Maoming Haihe Chemical Co., formerly known as Maoming Dazetian, is preparing to open a new API Group I base oil plant, with operations slated to begin by early November. Analysts say it will be the worlds first new Group I plant in 20 years.
With an annual capacity of 200,000 tonnes, the new plant is located in Maonan Petrochemical Industry Park, in Maoming city, adjacent to a 25 million tons per year Sinopec petrochemical refinery, which itself includes a base oil plant with capacity to make Group I, II and III stocks.
There is a big unsatisfied demand for high-viscosity Group I base oils, which are mostly imported, said Zhang Jianming, director of sales at Maoming Haihe. In Southern China market, we are actually one of the only two facilities that is capable of producing high-viscosity Group I oils, the other one being Sinopec Maoming.
According to Zhang, Maoming Haihes plant makes Group I solvent neutral 350 base oils and some special wax products that are marketed mainly in Southern China. The plant also makes low-viscosity oils as byproducts, but Zhang said the amount is inconsequential.
Refiners around the world have developed dozens of Group II and III plants in the past quarter century, both through new construction and upgrades to Group I facilities. No Group I plants have opened since 1997, when ThaiLube and IRPC opened plants in Chonburi and Rayong, Thailand, respectively, and Luberef opened its plant in Yanbual Bahr, Saudi Arabia. To the contrary, numerous Group I plants closed since then, as base stock demand shifted from Group I to Group II and III.

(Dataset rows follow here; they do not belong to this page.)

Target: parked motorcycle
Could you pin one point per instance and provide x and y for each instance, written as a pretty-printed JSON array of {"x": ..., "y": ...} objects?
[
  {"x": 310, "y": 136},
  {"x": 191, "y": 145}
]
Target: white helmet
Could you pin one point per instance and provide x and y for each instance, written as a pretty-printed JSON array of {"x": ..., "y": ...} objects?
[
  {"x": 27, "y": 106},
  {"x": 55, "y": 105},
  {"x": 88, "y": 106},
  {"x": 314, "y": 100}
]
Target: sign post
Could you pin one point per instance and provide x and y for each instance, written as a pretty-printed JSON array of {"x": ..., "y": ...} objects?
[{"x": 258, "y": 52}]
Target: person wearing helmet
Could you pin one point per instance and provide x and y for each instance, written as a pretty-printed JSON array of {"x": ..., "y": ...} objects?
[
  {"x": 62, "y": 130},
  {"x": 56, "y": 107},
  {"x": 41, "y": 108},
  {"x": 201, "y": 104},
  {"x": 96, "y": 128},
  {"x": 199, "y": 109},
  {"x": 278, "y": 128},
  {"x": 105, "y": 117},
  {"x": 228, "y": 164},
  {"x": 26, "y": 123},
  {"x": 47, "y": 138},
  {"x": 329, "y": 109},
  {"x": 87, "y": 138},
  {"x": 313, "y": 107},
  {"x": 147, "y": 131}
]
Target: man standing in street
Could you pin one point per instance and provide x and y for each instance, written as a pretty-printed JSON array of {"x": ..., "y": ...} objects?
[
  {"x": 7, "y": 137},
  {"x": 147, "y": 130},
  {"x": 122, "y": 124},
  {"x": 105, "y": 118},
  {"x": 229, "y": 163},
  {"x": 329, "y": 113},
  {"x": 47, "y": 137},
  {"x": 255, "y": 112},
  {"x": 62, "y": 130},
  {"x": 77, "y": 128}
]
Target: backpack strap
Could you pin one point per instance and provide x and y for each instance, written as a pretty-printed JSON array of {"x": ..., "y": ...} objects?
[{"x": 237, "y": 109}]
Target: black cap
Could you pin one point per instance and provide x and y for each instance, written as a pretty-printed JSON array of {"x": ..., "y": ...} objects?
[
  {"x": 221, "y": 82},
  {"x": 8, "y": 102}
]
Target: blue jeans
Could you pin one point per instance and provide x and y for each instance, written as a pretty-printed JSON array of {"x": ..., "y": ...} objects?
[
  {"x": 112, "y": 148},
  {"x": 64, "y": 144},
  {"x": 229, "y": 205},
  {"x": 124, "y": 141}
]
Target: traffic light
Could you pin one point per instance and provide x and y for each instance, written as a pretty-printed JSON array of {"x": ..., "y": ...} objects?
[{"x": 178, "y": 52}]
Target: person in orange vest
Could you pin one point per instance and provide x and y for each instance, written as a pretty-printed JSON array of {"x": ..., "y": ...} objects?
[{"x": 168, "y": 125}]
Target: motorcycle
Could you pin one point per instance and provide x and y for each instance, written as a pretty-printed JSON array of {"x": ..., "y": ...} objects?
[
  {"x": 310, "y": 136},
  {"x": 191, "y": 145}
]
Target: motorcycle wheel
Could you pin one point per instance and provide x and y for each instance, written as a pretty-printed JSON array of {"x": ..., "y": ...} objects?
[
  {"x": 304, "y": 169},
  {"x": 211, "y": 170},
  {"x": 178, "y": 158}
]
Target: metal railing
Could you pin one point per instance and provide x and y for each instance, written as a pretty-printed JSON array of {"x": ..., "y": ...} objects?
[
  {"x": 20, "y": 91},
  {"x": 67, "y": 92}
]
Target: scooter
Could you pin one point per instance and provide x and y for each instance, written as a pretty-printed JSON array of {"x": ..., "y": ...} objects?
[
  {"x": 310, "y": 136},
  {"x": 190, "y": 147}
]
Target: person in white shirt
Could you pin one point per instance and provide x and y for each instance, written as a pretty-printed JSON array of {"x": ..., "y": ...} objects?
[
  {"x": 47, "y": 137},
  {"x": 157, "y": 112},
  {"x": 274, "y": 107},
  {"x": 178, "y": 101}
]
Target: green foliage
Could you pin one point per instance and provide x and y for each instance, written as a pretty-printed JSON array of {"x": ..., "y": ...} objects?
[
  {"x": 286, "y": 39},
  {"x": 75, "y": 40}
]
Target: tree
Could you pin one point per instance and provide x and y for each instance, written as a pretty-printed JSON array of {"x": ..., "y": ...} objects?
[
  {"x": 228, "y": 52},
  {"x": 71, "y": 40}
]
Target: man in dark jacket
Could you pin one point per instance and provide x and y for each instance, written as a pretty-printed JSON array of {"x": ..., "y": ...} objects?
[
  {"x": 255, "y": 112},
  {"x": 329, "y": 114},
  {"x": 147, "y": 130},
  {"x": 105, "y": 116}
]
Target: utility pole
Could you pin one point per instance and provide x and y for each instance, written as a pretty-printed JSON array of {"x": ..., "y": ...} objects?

Group I demand is still falling, but the growing list of Group I closings has led to shortages or at least tighter supply of some products that either are not made by Group II and III plants or are made in smaller quantities: bright stock, petroleum wax and heavy-viscosity base stocks.
Maoming Haihe is a joint venture formed by Guangdong Sunion Chemical & Plastic Co. and Guangdong Yihai Technology Co. Guangdong Sunion was previously a collective enterprise owned by all the employees of Sinopec Maoming.
Steven Zhang, of Kline & Co. consultants, said he believed Maoming Petrochemical had attempted to develop Group I capacity but had failed to obtain approval from Sinopec. He speculated that Maoming Haihe succeeded because it is not directly owned by Sinopec.
Maoming Haihe officials declined to identify the feedstock for their plant or to say if it comes from the Sinopec refinery.